Um vídeo publicado nas redes traz dados sobre as funcionalidades do cabelo crespo Além de uma marca étnica, o cabelo crespo também teve um importante papel evolutivo. A descoberta veio da tentativa de os cientistas compreenderem por que, ao longo do tempo, os seres humanos perderam os pelos do corpo, mas não o cabelo.
Pesquisas envolvendo manequins térmicos e amostras de cabelos variadas concluíram que o cabelo é um mecanismo do organismo para manter a temperatura corporal adequada — e, quanto mais crespos, mais eficientes os fios são nesse sentido.
É o que mostra um estudo realizado por pesquisadores da Universidade Estadual da Pensilvânia (EUA) e pela Universidade de Loughborough (Reino Unido), publicado em abril no periódico científico Proceedings of the National Academy of Sciences (PNAS).
“Confirmamos que o cabelo reduz o ganho de calor pela radiação solar e encontramos um efeito na morfologia do cabelo. Nossos resultados mostram que cabelo crespo oferece proteção mais efetiva ao couro cabeludo contra a radiação solar e minimiza a necessidade de suar para evitar o ganho de calor”, afirma o artigo.
Esse também é o tema de um vídeo publicado por Kananda Eller em suas redes na última segunda (24). “O nosso cabelo pode ter ajudado nossos ancestrais a se manterem mais frescos e sobreviverem em regiões quentes”, afirma ela no vídeo.
Kananda, química e mestranda em Ciências Ambientas na USP, atua na internet como divulgadora científica, produzindo conteúdos relacionados a questões étnicas e raciais. Mas essa jornada começou antes mesmo de ingressar na universidade, quando passou por um quilombo educacional (pré-vestibular social), onde começou a discutir o racismo e questionar sua relação com a própria negritude.
“Sempre tive dificuldade de aceitar meu cabelo, minha cor e meus traços, porque, desde pequena, aprendi que isso era ruim. Então, fazia tudo o que podia para negar essas minhas características de mulher negra”, conta Kananda em entrevista exclusiva a Caderno de Moda.
Como cientista, a esperança dela é que o vídeo seja uma contribuição na luta contra o racismo, ao mostrar a funcionalidade do cabelo crespo, historicamente tachado de “ruim” e “exótico”. Mas ela entende que a questão não se resume à ignorância.

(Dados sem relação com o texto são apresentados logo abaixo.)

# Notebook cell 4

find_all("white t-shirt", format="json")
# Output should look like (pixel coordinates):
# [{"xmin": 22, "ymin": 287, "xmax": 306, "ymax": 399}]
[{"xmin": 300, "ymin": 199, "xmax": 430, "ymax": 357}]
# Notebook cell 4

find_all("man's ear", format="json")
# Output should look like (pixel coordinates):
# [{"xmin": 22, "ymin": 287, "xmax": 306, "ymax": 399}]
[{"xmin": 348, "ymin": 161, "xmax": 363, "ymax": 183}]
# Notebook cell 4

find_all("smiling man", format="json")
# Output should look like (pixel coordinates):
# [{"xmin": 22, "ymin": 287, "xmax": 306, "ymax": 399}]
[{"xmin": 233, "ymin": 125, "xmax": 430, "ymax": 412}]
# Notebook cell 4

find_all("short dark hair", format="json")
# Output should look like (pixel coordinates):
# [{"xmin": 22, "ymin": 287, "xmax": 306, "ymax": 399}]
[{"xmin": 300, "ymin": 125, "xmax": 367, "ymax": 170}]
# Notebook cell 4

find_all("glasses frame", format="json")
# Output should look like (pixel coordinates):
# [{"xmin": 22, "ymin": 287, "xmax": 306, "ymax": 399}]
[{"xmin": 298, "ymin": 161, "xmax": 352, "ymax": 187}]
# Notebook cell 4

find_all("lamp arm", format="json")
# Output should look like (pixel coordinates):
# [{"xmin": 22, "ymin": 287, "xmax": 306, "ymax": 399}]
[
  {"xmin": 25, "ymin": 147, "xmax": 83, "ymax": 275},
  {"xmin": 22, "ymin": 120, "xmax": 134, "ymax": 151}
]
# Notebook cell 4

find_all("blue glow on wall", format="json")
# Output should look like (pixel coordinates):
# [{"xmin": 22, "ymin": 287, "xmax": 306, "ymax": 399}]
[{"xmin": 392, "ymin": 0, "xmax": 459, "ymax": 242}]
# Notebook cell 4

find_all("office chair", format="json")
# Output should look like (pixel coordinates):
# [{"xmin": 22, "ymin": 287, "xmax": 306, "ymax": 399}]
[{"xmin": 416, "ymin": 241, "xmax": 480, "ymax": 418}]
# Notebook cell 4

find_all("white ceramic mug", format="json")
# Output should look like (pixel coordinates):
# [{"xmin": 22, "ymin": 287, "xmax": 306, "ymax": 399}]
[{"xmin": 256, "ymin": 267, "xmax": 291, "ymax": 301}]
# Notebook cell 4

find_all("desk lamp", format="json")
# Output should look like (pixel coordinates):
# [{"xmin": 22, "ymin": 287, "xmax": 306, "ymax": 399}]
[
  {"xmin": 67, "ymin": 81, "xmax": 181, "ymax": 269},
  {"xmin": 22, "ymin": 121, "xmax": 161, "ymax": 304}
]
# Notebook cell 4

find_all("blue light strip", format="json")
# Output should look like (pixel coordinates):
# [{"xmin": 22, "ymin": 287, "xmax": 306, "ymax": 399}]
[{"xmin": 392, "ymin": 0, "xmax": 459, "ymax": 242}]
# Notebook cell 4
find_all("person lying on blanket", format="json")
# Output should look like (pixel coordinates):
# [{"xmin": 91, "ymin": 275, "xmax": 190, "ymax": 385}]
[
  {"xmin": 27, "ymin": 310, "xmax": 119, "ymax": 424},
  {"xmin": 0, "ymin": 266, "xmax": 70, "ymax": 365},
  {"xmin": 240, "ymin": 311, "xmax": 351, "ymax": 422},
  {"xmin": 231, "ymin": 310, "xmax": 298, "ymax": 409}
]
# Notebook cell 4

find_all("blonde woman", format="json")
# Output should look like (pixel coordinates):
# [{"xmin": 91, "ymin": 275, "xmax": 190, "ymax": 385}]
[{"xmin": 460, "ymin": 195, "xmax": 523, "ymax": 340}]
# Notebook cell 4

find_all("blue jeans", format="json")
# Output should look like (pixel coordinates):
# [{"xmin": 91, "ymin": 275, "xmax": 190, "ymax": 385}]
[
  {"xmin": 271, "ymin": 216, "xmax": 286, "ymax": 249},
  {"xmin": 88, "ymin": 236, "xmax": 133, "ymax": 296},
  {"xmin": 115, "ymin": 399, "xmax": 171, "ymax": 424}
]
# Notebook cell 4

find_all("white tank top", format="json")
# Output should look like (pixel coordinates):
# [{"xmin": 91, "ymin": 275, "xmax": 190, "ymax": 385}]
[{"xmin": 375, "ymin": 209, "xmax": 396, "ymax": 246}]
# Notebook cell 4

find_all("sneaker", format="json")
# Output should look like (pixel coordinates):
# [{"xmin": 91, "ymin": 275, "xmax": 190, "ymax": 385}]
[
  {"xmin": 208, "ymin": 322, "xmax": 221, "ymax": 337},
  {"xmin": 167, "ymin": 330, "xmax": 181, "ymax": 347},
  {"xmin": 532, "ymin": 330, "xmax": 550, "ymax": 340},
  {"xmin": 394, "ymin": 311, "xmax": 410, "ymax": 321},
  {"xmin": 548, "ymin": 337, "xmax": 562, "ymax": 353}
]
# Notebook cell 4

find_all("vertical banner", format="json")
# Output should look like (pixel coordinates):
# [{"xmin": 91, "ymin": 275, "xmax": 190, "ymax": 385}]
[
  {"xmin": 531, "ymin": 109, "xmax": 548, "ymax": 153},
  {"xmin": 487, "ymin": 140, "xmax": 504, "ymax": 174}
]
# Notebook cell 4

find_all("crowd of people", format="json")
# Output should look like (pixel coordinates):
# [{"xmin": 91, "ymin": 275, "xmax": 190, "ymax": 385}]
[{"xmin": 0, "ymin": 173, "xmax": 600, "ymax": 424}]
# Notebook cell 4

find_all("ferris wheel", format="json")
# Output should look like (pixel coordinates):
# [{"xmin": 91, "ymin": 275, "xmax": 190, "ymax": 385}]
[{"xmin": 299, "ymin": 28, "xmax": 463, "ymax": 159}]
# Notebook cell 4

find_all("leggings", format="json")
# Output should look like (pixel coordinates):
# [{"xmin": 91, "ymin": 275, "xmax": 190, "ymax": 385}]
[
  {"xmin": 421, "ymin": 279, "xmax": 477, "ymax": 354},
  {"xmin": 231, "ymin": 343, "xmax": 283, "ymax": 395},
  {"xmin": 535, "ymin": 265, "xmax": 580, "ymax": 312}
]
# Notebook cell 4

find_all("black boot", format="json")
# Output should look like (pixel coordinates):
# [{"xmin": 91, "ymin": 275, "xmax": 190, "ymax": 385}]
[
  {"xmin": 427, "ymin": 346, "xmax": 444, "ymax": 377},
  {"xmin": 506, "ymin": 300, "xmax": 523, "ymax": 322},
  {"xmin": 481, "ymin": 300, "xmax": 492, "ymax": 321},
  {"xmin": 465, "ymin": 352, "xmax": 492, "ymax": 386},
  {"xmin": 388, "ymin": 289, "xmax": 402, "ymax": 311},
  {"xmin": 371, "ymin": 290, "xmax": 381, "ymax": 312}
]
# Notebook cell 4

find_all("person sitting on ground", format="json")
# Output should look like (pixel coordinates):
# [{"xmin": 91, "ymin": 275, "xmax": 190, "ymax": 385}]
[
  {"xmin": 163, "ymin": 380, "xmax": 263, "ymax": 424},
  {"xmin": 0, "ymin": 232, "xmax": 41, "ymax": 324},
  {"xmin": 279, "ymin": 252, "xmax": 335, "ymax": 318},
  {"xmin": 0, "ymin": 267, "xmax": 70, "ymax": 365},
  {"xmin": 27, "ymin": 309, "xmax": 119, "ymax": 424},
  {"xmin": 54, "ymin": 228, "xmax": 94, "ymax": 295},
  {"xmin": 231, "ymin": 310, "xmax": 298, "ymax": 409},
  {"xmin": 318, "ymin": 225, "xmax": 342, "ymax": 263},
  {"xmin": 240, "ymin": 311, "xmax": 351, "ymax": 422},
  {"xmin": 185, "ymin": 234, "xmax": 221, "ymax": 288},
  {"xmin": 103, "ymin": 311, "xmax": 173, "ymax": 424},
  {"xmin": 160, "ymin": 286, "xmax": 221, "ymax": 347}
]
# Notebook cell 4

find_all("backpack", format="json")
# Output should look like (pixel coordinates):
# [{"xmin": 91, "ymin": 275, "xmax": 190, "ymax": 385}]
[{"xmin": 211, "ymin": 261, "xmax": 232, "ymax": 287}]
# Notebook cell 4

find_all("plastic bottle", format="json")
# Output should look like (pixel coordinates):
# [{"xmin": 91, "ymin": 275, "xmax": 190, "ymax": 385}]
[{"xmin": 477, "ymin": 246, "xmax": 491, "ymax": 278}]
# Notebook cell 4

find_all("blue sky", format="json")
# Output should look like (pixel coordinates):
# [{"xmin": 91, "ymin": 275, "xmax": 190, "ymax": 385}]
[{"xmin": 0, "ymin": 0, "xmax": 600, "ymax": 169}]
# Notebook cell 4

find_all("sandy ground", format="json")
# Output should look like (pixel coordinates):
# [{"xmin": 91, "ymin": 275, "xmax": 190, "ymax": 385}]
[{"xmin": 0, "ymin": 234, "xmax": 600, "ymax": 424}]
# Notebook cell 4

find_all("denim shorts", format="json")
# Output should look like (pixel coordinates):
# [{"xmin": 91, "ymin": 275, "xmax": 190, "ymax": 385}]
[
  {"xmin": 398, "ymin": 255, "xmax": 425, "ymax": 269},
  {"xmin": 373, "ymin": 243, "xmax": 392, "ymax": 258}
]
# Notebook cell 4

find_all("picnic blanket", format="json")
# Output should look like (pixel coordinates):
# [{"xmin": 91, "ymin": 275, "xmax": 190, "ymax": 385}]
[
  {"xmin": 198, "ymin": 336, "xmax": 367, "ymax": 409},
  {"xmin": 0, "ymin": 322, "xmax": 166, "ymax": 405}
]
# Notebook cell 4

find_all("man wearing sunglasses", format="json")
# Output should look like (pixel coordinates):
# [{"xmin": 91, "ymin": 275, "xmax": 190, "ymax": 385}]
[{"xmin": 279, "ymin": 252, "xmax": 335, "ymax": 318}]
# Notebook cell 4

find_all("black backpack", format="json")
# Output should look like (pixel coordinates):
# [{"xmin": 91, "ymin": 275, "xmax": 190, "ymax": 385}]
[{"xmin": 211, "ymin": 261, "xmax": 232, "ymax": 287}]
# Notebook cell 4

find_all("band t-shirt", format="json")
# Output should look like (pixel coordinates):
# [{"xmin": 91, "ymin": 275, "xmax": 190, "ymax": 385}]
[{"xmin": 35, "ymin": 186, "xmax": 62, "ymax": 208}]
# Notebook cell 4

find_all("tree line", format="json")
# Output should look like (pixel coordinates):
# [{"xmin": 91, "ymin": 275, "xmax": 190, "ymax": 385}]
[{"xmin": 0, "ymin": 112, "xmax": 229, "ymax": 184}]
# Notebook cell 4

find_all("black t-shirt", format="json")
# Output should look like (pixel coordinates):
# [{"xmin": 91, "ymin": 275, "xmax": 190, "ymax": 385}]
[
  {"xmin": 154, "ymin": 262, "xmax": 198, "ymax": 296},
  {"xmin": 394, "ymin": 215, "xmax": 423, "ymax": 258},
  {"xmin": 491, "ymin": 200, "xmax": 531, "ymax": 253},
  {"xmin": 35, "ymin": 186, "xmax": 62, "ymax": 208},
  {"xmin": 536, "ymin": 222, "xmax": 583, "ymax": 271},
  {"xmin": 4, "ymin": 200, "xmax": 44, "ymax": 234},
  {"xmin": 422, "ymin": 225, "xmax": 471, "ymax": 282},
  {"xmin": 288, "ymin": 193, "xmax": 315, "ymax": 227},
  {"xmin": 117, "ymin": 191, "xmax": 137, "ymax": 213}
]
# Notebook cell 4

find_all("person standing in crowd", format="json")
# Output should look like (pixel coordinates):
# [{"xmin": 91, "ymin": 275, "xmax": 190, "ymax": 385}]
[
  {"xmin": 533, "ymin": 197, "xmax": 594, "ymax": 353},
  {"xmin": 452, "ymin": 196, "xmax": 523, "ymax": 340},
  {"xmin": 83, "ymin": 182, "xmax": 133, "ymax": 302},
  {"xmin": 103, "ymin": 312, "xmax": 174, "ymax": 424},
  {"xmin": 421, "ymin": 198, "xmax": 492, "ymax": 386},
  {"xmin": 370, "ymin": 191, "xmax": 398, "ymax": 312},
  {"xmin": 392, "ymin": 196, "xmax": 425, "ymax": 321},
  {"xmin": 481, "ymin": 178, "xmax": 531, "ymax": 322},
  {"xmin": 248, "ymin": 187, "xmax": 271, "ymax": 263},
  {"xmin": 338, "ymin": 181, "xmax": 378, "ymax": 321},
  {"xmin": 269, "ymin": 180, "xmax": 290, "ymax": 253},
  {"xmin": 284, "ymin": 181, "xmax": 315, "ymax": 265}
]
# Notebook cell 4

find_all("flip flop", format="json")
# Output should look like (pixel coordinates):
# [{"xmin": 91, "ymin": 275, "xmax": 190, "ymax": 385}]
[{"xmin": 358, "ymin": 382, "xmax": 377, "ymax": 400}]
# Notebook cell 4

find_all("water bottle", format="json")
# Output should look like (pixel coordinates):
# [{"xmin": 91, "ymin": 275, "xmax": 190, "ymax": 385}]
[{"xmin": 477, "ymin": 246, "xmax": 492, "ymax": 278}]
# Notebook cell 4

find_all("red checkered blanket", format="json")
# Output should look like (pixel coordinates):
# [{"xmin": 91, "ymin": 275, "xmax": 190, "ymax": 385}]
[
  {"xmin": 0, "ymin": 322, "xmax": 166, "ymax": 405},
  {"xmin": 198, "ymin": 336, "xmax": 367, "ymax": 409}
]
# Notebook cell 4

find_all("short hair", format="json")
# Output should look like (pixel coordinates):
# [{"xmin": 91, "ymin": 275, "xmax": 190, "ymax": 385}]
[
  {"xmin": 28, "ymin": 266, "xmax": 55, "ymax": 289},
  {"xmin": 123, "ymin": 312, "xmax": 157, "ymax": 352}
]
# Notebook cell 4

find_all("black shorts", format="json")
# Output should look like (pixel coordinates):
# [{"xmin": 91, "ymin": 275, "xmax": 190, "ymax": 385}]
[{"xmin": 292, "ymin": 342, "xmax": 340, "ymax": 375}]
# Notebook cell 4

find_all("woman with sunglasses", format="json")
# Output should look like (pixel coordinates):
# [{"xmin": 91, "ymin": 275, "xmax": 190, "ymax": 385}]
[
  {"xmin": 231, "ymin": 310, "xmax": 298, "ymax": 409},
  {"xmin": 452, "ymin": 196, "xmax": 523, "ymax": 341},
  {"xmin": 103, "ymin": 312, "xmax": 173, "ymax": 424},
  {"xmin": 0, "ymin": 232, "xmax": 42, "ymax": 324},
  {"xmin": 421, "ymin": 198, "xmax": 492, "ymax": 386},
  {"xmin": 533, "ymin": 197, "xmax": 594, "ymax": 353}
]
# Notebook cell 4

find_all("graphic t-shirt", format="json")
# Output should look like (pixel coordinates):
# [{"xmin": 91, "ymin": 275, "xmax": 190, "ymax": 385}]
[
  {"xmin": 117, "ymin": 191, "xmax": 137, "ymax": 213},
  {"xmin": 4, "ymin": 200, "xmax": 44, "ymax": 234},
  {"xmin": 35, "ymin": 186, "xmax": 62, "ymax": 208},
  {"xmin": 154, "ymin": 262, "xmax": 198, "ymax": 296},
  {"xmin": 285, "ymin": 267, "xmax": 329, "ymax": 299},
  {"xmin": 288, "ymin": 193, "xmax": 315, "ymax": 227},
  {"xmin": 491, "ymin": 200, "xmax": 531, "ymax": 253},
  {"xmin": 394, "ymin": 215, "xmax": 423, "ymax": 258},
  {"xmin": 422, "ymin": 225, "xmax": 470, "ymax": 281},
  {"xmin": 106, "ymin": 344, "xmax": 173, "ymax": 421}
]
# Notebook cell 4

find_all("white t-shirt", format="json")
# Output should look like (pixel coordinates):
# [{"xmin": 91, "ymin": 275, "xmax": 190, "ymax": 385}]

“Acredito que não é um problema de desinformação, mas de toda uma estrutura. Essa nossa concepção das culturas negra, indígena etc. está estruturada no currículo escolar, nas universidades e na mídia. É isso que mantém a relação de opressão entre pessoas brancas e não-brancas, que vem do período da escravização e perdura até hoje”, diz.
Para Kananda, ainda há um longo caminho pela frente no universo da beleza, que, segundo a cientista, precisa se tornar mais inclusivo. “Vejo que tivemos uma grande evolução. Hoje existem diversos produtos para cuidar do cabelo crespo, e não só alisá-lo. Precisamos continuar. Precisamos que mulheres negras estejam desenvolvendo esses produtos, para que eles sejam mais efetivos”, acrescenta.